The 700km line is being built at a cost of US$4 billion (RM14.47 billion) by China Railway Engineering Corporation (CREC) and China Civil Engineering Construction (CCECC).
Ethiopia is seeking to have 5,000km of new lines working across the country by 2020.
“By October 2015, a considerable portion of the Addis Ababa-Djibouti project will be finished,” said Getachew Betru, chief executive of the Ethiopian Railways Corporation, adding that trains would run soon after. “We will start early 2016.”
In addition to the Djibouti line, two others are being built across the country which are among a range of big infrastructure investments that also include new roads and dams to produce hydro-electric power.
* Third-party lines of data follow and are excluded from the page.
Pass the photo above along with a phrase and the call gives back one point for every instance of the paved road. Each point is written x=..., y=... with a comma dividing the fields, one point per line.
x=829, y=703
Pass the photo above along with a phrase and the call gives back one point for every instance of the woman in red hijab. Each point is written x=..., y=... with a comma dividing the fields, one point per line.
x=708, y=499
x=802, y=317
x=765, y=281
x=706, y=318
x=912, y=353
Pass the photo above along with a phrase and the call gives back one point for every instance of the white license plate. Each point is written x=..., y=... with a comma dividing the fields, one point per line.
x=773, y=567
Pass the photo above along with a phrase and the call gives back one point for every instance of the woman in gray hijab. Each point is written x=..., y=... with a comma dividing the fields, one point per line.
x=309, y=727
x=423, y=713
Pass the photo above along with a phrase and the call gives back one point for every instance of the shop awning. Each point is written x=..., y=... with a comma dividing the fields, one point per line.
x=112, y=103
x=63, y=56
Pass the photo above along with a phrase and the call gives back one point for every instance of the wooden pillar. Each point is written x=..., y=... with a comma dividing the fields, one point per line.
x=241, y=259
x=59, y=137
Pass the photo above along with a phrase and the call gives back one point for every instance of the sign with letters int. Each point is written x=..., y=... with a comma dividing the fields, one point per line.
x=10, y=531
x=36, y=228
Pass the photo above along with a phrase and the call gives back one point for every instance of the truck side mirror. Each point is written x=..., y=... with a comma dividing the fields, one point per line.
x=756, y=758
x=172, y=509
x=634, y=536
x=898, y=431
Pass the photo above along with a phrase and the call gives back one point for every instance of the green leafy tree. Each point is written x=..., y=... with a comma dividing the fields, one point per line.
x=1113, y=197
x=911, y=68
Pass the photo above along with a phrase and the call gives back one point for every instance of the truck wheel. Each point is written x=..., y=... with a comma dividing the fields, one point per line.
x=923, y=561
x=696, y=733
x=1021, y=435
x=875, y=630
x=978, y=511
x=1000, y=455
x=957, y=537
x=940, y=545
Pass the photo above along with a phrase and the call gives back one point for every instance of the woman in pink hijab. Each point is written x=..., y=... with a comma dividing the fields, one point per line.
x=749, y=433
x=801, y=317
In a bid to keep the economy expanding at the 8% or more it is already achieving, the nation of 96 million people wants to become an African manufacturing hub, offering investors efficient transport, plentiful labour and cheap power.
In the capital, a new US$475 million light railway system will be tested in the next few weeks before scheduled services start. It will be the first city metro to operate in Sub-Saharan Africa.
Among the new national railway lines, one will connect the region of Afar, where Ethiopia is encouraging the mining of potash for fertiliser, to Djibouti, the main export point for land-locked Ethiopia. Canada’s Allana Potash Corp is among the firms developing mines in Afar.
Most Ethiopians still depend on subsistence agriculture, but the country is building a textile and garment industry, produces shoes, assembles cars and trucks and other products. It is drawing some investors from China and India, where wages are rising.
For now, logistical difficulties such as poor roads and an old fleet of trucks mean transporting goods from the capital to Djibouti can take days. The new railway line will cut the journey time to about eight hours.